A number of products I work with a lot are now allowing object storage to be addressed directly. Most of these products prefer / only allow secure comms - rightly so.

I have a small container based Minio lab environment which I have been using for testing. Nothing fancy, resilient or even large but it works. Issue is this was not secured by default and if I am honest i could not be bothered modifying this environment to support it and I much prefer to have a proxy handle the TLS termination anyway. Also means depending on how you have deployed your Minio you can load balance between the nodes if you wish.

Configure IIS with Application Request Routing

If you have not already installed Application Request Routing (ARR) 3 then you can download/search for it using the Web Platform Installer or grab a copy from Microsoft.

Once installed you need to enable it.

  • Open up the IIS Manager (inetmgr.exe)
  • Click on the top level server node such as "WEBSERVER1"
  • Under the IIS group, you will see an Application Request Routing, double click.
  • On the right hand actions menu select Server Proxy Settings
  • At the top of this click "Enable Proxy" and apply the settings on the right actions menu

ARR-Enable-Application-Request-Routing-Proxy

preserveHostHeader Flag - Important!

One thing that took me a while to work out was that IIS was not preserving the host headers so authentication through to the Minio server was beging rejected /mismatched with the client.

To get around this you need to set the preserveHostHeader flag to true. You can do this via the gui and navigate to the config at the top level but simply open an administrator command prompt and run the following

%windir%\system32\inetsrv\appcmd.exe set config -section:system.webServer/proxy -preserveHostHeader:true /commit:apphos

Add website for proxy

Follow the normal process for adding a new site

Right click sites > add new site

IIS-add-new-website

Then enter your host details and where you want site files to live which in this instance will only be a web.config file. Add it just over HTTP to begin with, we will secure it shortly and add an additional redirect to auto-elevate to HTTPS.

IIS-Add-Website-Dialog

Now, click onto into your site and enter into the URL Rewrite module

IIS-ARR-Application-Request-Routing-Module

Click add rules and select Reverse Proxy

Reverse-Proxy-IIS-Rewrite-Rule

Then you need to enter the internal address for your minio node. Your install may vary but by default IPADDRESS:9000 - Note i have been lazy here and just using an ip address ideally you would have some internal DNS such as minio.yourlab.local:9000. Make sure you Enable SSL Offloading and note also you do not need to enter http:// here.

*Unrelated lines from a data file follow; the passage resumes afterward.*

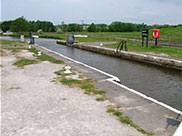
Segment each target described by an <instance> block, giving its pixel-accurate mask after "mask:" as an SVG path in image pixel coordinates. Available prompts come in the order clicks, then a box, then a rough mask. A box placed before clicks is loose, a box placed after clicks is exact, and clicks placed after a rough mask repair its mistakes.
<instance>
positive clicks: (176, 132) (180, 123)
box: [173, 122, 182, 136]
mask: <svg viewBox="0 0 182 136" xmlns="http://www.w3.org/2000/svg"><path fill="white" fill-rule="evenodd" d="M173 136H182V122H181V123H180V125H179V127H178V128H177V130H176V132H175V133H174V135H173Z"/></svg>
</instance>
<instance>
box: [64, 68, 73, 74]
mask: <svg viewBox="0 0 182 136" xmlns="http://www.w3.org/2000/svg"><path fill="white" fill-rule="evenodd" d="M64 73H65V74H71V73H72V72H71V67H70V66H66V67H65V71H64Z"/></svg>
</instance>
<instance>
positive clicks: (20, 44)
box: [0, 39, 26, 46]
mask: <svg viewBox="0 0 182 136" xmlns="http://www.w3.org/2000/svg"><path fill="white" fill-rule="evenodd" d="M25 43H26V42H24V43H21V42H20V41H10V40H2V39H0V44H1V45H10V46H16V45H24V44H25Z"/></svg>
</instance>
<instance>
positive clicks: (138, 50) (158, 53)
mask: <svg viewBox="0 0 182 136" xmlns="http://www.w3.org/2000/svg"><path fill="white" fill-rule="evenodd" d="M104 46H105V47H109V48H115V49H116V48H117V46H118V43H116V44H112V45H104ZM127 46H128V51H133V52H143V53H145V52H153V53H155V54H161V53H164V54H167V55H169V56H170V57H172V58H176V59H181V58H182V48H176V47H167V46H160V45H157V46H155V45H149V47H148V48H146V47H145V46H144V47H142V45H141V44H135V43H133V42H131V41H129V42H128V44H127Z"/></svg>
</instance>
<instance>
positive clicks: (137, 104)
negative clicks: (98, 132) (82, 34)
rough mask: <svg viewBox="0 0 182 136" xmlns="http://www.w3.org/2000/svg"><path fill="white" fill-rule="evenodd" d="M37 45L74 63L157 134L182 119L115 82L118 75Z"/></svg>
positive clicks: (121, 108)
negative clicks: (114, 76) (100, 69)
mask: <svg viewBox="0 0 182 136" xmlns="http://www.w3.org/2000/svg"><path fill="white" fill-rule="evenodd" d="M35 47H36V48H37V49H38V50H40V51H42V52H43V53H46V54H48V55H49V56H52V57H54V58H56V59H61V60H64V62H65V63H66V65H69V66H72V67H73V68H74V69H76V70H78V71H79V72H82V73H83V74H84V75H87V76H88V77H90V78H92V79H93V80H95V83H94V84H95V86H96V87H97V88H98V89H101V90H102V89H103V90H106V91H107V93H106V95H107V96H108V97H109V99H110V100H111V101H112V102H114V103H116V104H118V105H120V106H121V110H122V112H123V114H124V115H126V116H129V117H130V118H131V119H132V120H133V121H134V122H135V123H136V124H138V125H139V126H140V127H142V128H143V129H145V130H147V131H152V132H154V133H155V136H169V135H172V134H173V133H174V132H175V130H176V128H177V127H178V125H179V123H180V121H181V120H182V117H181V116H180V115H179V114H177V113H176V112H174V111H171V110H169V109H167V108H165V107H163V106H161V105H159V104H158V103H156V102H157V101H156V102H154V101H151V100H149V99H146V98H144V97H142V96H140V95H138V94H136V93H133V92H131V91H129V90H128V89H127V88H126V87H122V86H119V85H117V84H115V83H113V82H114V79H115V77H114V76H112V75H110V74H107V73H105V72H102V71H99V70H97V69H95V68H92V67H90V66H88V65H85V64H83V63H80V62H78V61H74V60H72V59H70V58H68V57H65V56H64V55H61V54H59V53H56V52H54V51H51V50H49V49H47V48H45V47H41V46H39V45H36V46H35ZM111 81H112V82H111ZM148 98H149V97H148ZM161 104H162V103H161Z"/></svg>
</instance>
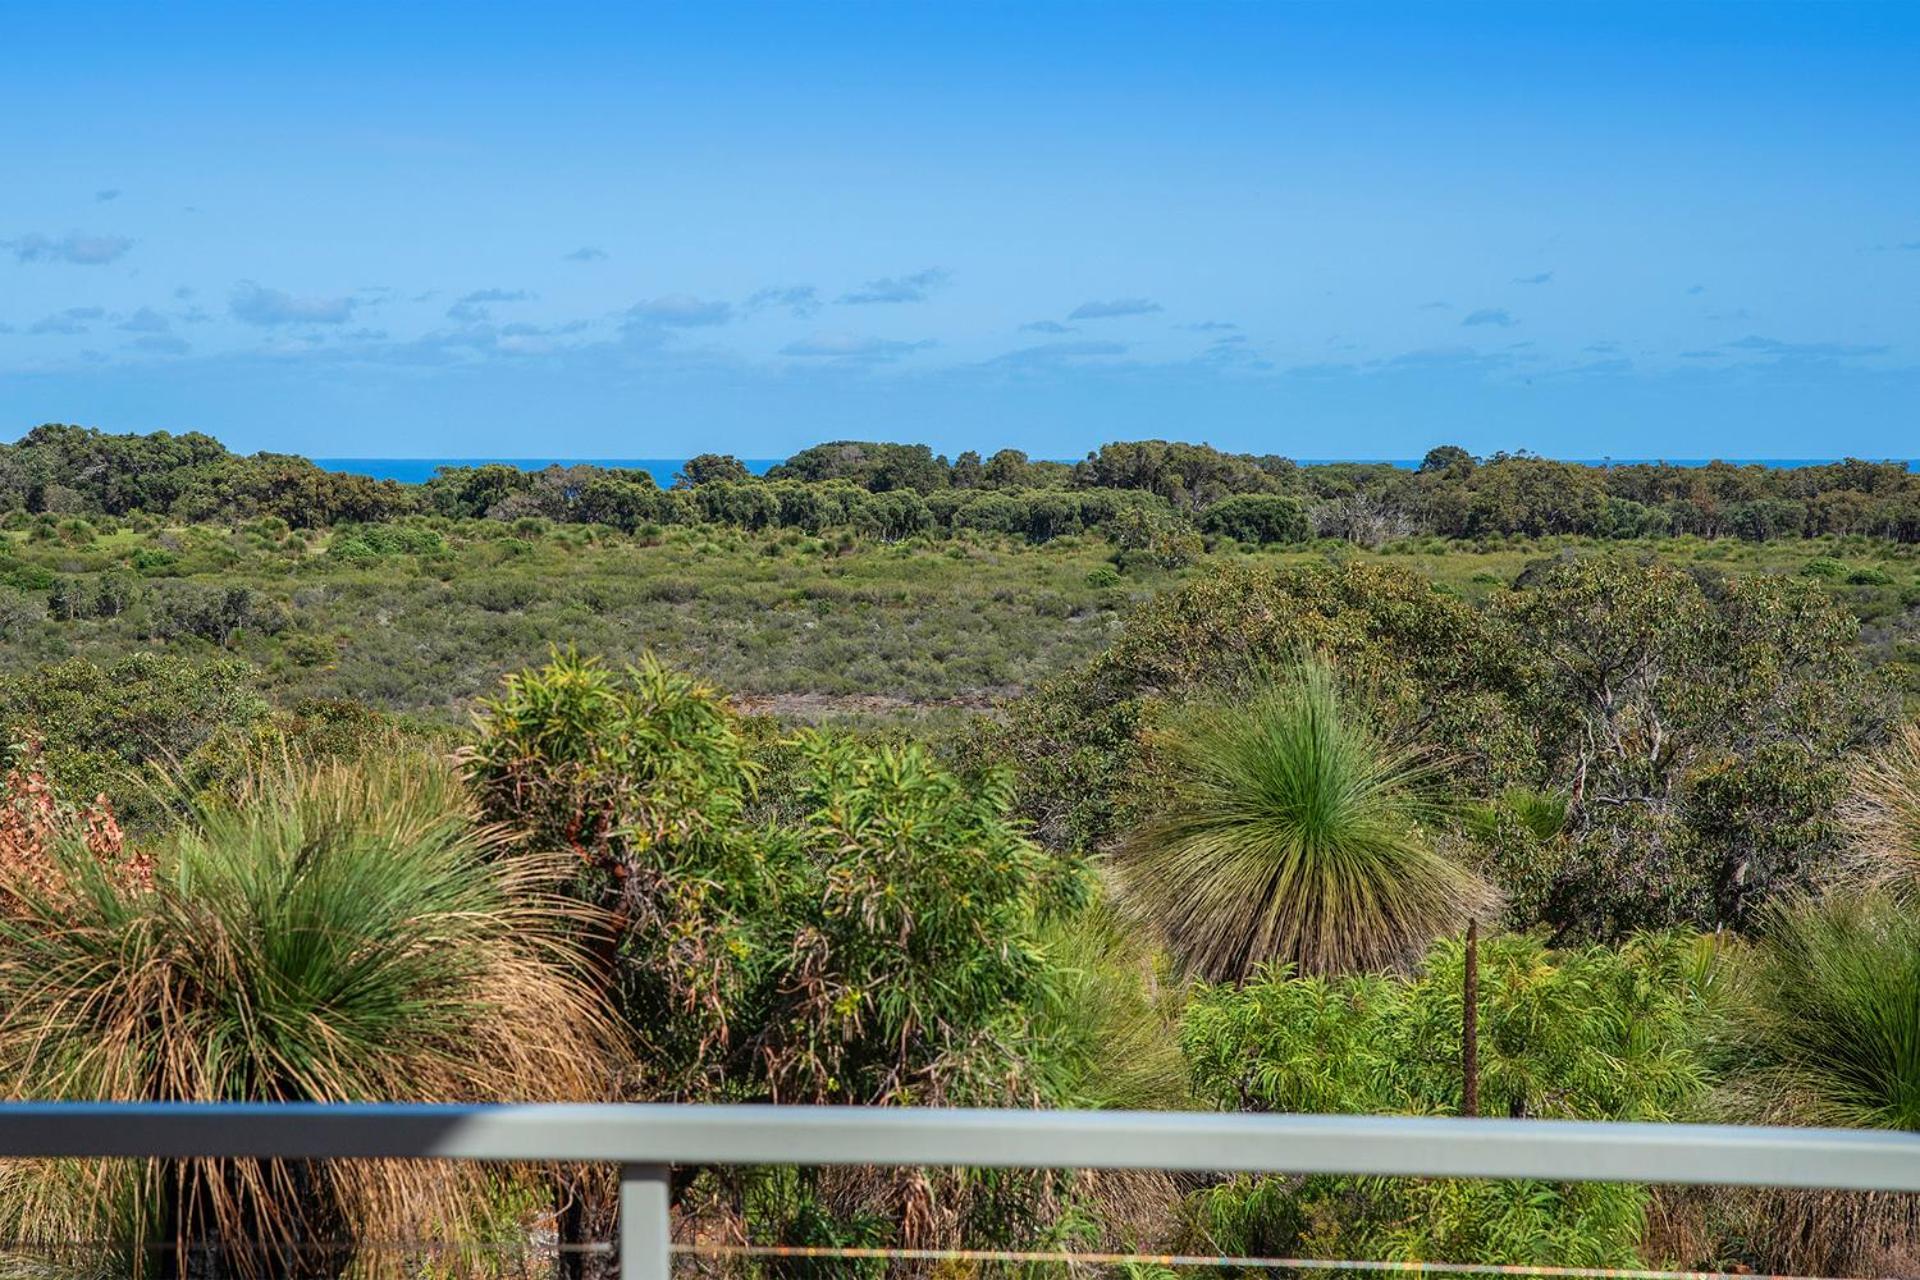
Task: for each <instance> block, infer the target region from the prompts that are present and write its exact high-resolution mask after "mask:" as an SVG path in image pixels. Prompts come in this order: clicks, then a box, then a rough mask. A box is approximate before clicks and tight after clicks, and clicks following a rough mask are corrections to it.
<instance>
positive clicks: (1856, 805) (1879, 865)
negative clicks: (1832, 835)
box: [1839, 723, 1920, 892]
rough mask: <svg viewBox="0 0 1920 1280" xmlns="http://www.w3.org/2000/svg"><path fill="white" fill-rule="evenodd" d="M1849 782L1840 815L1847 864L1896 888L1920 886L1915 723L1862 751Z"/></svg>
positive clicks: (1902, 887)
mask: <svg viewBox="0 0 1920 1280" xmlns="http://www.w3.org/2000/svg"><path fill="white" fill-rule="evenodd" d="M1849 781H1851V787H1849V793H1847V798H1845V800H1843V802H1841V804H1839V819H1841V825H1843V827H1845V829H1847V835H1849V844H1851V848H1849V865H1851V869H1853V871H1855V873H1857V875H1859V877H1860V879H1864V881H1868V883H1872V885H1884V887H1887V889H1893V890H1897V892H1912V890H1916V889H1920V723H1908V725H1905V727H1901V729H1899V733H1895V735H1893V737H1891V741H1887V743H1885V745H1884V747H1882V748H1880V750H1876V752H1872V754H1868V756H1862V758H1860V760H1859V762H1857V764H1855V766H1853V770H1851V779H1849Z"/></svg>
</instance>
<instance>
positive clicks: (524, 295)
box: [447, 290, 534, 324]
mask: <svg viewBox="0 0 1920 1280" xmlns="http://www.w3.org/2000/svg"><path fill="white" fill-rule="evenodd" d="M532 299H534V296H532V294H530V292H526V290H474V292H472V294H465V296H461V297H457V299H455V301H453V305H451V307H447V319H449V320H459V322H463V324H478V322H482V320H488V319H492V315H493V313H492V311H490V309H488V307H490V303H499V301H532Z"/></svg>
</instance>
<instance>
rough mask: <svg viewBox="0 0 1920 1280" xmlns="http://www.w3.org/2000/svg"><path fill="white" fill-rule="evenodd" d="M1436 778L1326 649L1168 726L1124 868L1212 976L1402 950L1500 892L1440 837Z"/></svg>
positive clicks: (1426, 949)
mask: <svg viewBox="0 0 1920 1280" xmlns="http://www.w3.org/2000/svg"><path fill="white" fill-rule="evenodd" d="M1430 779H1432V770H1430V766H1425V764H1423V760H1421V754H1419V752H1415V750H1409V748H1405V747H1392V745H1388V743H1384V741H1382V739H1380V737H1379V735H1377V733H1375V731H1373V727H1371V725H1369V723H1367V718H1365V712H1363V708H1359V706H1356V704H1354V700H1352V699H1348V697H1346V695H1344V693H1342V691H1340V687H1338V683H1336V679H1334V676H1332V672H1331V670H1327V668H1325V666H1323V664H1317V662H1309V664H1306V666H1300V668H1294V670H1284V672H1281V674H1277V676H1258V677H1256V679H1254V681H1252V683H1250V685H1248V687H1242V689H1236V691H1233V693H1231V695H1227V697H1223V699H1221V700H1204V702H1198V704H1194V706H1190V708H1187V710H1185V712H1183V714H1179V716H1177V718H1175V720H1173V722H1171V725H1167V727H1165V729H1162V733H1160V735H1158V739H1156V745H1154V750H1152V752H1150V764H1148V768H1146V770H1144V775H1142V781H1140V787H1139V806H1140V810H1142V812H1144V821H1142V823H1140V825H1139V827H1137V829H1135V831H1131V833H1129V835H1127V839H1125V842H1123V844H1121V850H1119V856H1117V860H1116V867H1117V871H1119V883H1121V887H1123V889H1125V896H1127V900H1129V902H1131V904H1133V906H1137V908H1139V910H1140V913H1142V915H1144V917H1146V919H1150V921H1154V925H1158V929H1160V933H1162V936H1165V940H1167V944H1169V946H1171V948H1173V952H1175V956H1179V958H1181V960H1185V961H1187V963H1190V965H1194V969H1196V971H1200V973H1202V975H1206V977H1208V979H1213V981H1238V979H1244V977H1246V975H1250V973H1252V971H1254V969H1258V967H1260V965H1265V963H1271V961H1286V963H1292V965H1296V967H1298V969H1302V971H1304V973H1348V971H1371V969H1379V967H1390V965H1398V963H1404V961H1407V960H1411V958H1415V956H1421V954H1425V952H1427V946H1428V944H1430V942H1432V940H1434V938H1436V936H1440V935H1446V933H1452V931H1455V929H1459V927H1463V925H1465V923H1467V919H1469V917H1473V915H1475V913H1478V915H1492V913H1494V912H1496V902H1498V898H1496V894H1494V892H1492V890H1490V889H1488V887H1486V885H1484V883H1482V881H1480V879H1478V877H1476V875H1473V873H1471V871H1467V869H1465V867H1461V865H1459V864H1455V862H1452V860H1450V858H1448V856H1446V854H1442V852H1440V850H1436V848H1434V844H1432V835H1430V823H1432V818H1434V814H1432V804H1430V802H1428V800H1427V798H1425V796H1423V794H1421V791H1423V787H1425V785H1427V783H1428V781H1430Z"/></svg>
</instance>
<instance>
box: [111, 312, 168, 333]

SSL-Reverse-Proxy-Offloading-In-IIS-New-Rule

Check you can hit your website on your configured name of plain old HTTP, make sure you have the correct DNS setup.

mino-server-unsecured-http

Now we need to add an SSL certificate to the site, just follow normal procedure here by getting the certificate into IIS, for example:

  • Import under WEBSERVER > Certificates
  • Generate a new CSR and request a new cert from a signing authority under WEBSERVER > Certificates
  • I like using Lets Encrypt as it's free so perfect for a lab environment - I am like using a tool built for handling the renewals from Lets Encypt/automatic binding to your site in IIS called Certify the web - check it out
  • Or any other way you can think of getting the cert into IIS

Now apply the HTTP binding onto your site so go back to your site in IIS Manager

Select Bindings from the right side action pane then Add

add-ssl-binding-to-website-in-iis

Test your site again this time with https:// and you should have the padlock and your minio is now secured with tls.

https-minio-server-reverse-proxy

One last thing to do is to enforce HTTPS and have all HTTP requests redirect, open up the web.config file and enter this in the system.webserver > rewrite > rules node (you will already see your Reverse Proxy rule, put it above this one.

<rule name="Redirect to https" stopProcessing="true">
  <match url=".*"/>
  <conditions>
   <add input="{HTTPS}" pattern="off" ignoreCase="true"/>
  </conditions>
  <action type="Redirect" url="https://{HTTP_HOST}{REQUEST_URI}" redirectType="Permanent" appendQueryString="false"/>
</rule>

Your config should look similar to the following - save the file.

web.config-with-ssl-upgrade-redirect

Then try hit your site address again over HTTP and note you will be redirected to HTTPS automatically.

chrome-dev-tools-upgrade-redirect-to-https

That's it!

I will do another post about how to achieve the same thing using NGINX.